News

Otto Warmbier's Roommate Breaks His Silence

by Seth Millstein
Getty Images/Getty Images News/Getty Images

In his first public interview, Otto Warmbier's roommate in North Korea spoke out about his relationship with the recently-released American, who had been detained in North Korea for over a year. Danny Gratton was on the same tour of the country as Warmbier, and the two had struck up a friendship before the latter was detained in 2016.

"Otto was just a really great lad who fell into the most horrendous situation that no one could ever believe," Gratton told The Washington Post. "It's just something I think in the Western world we just can't understand, we just can't grasp, the evilness behind [the North Korean] dictatorship."

The North Korean government detained Warmbier in January 2016, and later sentenced him to 15 years hard labor. Warmbier was accused of taking a propaganda poster off of the wall in a hotel, which the government considered a "hostile act" against the country. After being detained for more than 17 months, Warmbier was released to his family in the U.S. on Tuesday, but reportedly is in a coma and has sustained severe brain damage.

Gratton depicted Warmbier in flattering terms, calling him "such a mature lad for his age," and cast doubt on the North Korean government's version of events. The two shared a room during the trip and spent a good amount of time together in the days leading up to Warmbier's detention, Gratton said. They bonded over beers on the first night, according to Gratton, who said Warmbier's demeanor didn't suggest that he was the kind of person who would try to steal a poster from a hotel.

"I've got nothing from my experiences with him that would suggest he would do something like that," Gratton said. "At no stage did I ever think he was anything but a very, very polite kid." He added that the punishment Warmbier suffered would have been grossly out of proportion even if he was guilty of removing a poster from a hotel.

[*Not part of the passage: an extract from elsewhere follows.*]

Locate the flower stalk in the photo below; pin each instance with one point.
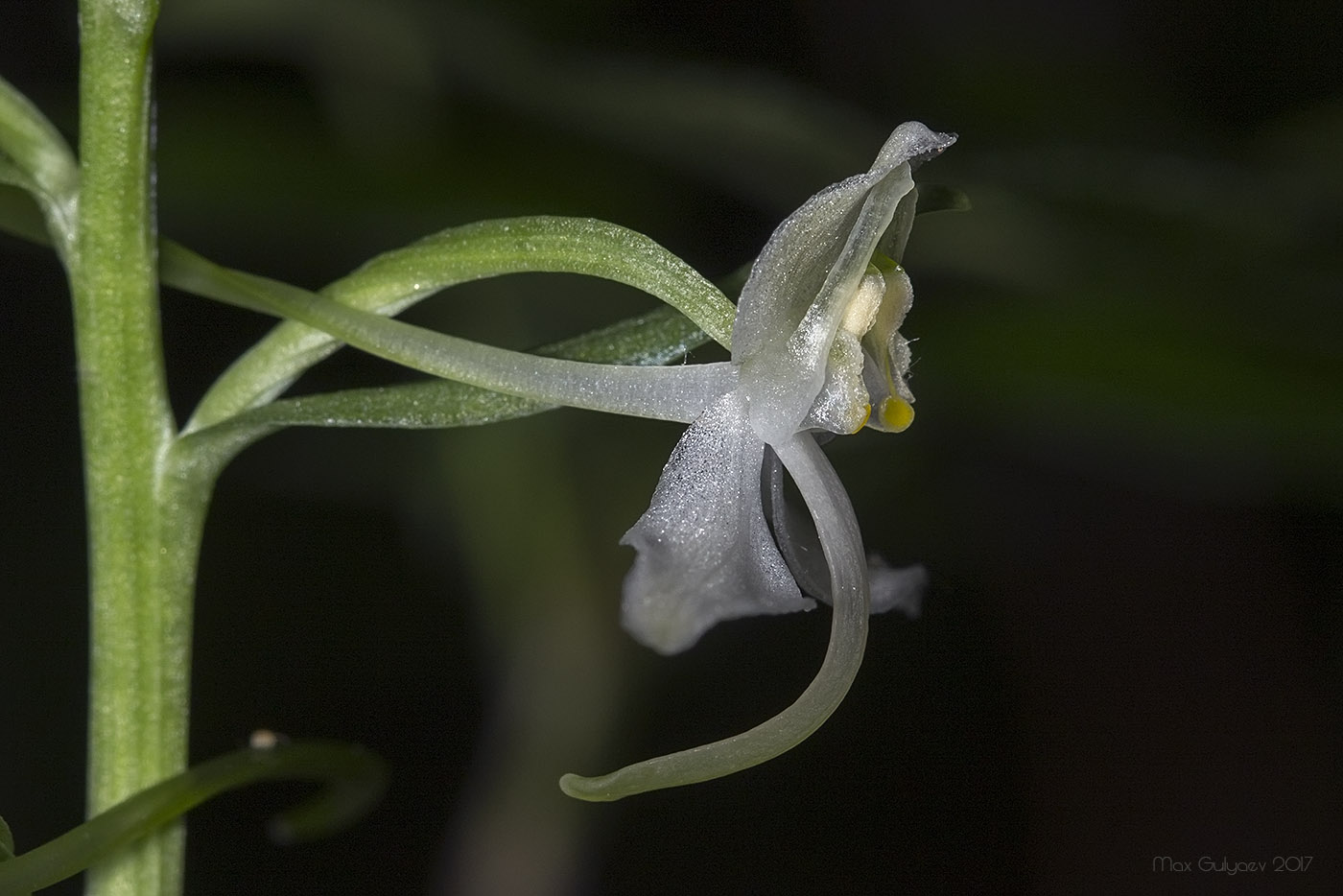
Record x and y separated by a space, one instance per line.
143 526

Gratton witnessed Warmbier being led away by North Korean authorities at the airport, and said that he's stayed in intermittent contact with Warmbier's parents since then. He said he was "stunned" that nobody in the U.S. government, or the tour group of which he was a part, ever contacted him for questioning after Warmbier was detained.

"Every once in a while, [North Korea's government] single[s] out someone to make a point, and this was just Otto’s turn," Gratton said. "It's so sick and warped and unnecessary and evil."

North Korea has said that Warmbier's brain damage is the result of botulism that he contracted after taking a sleeping pill. However, doctors at the University of Cincinnati Medical Center who have examined him say that he shows no signs of botulism; they haven't speculated as to how he did sustain his injuries, though. Warmbier is reportedly unresponsive to to verbal commands, and his doctors describe him as being in a state of "unresponsive wakefulness."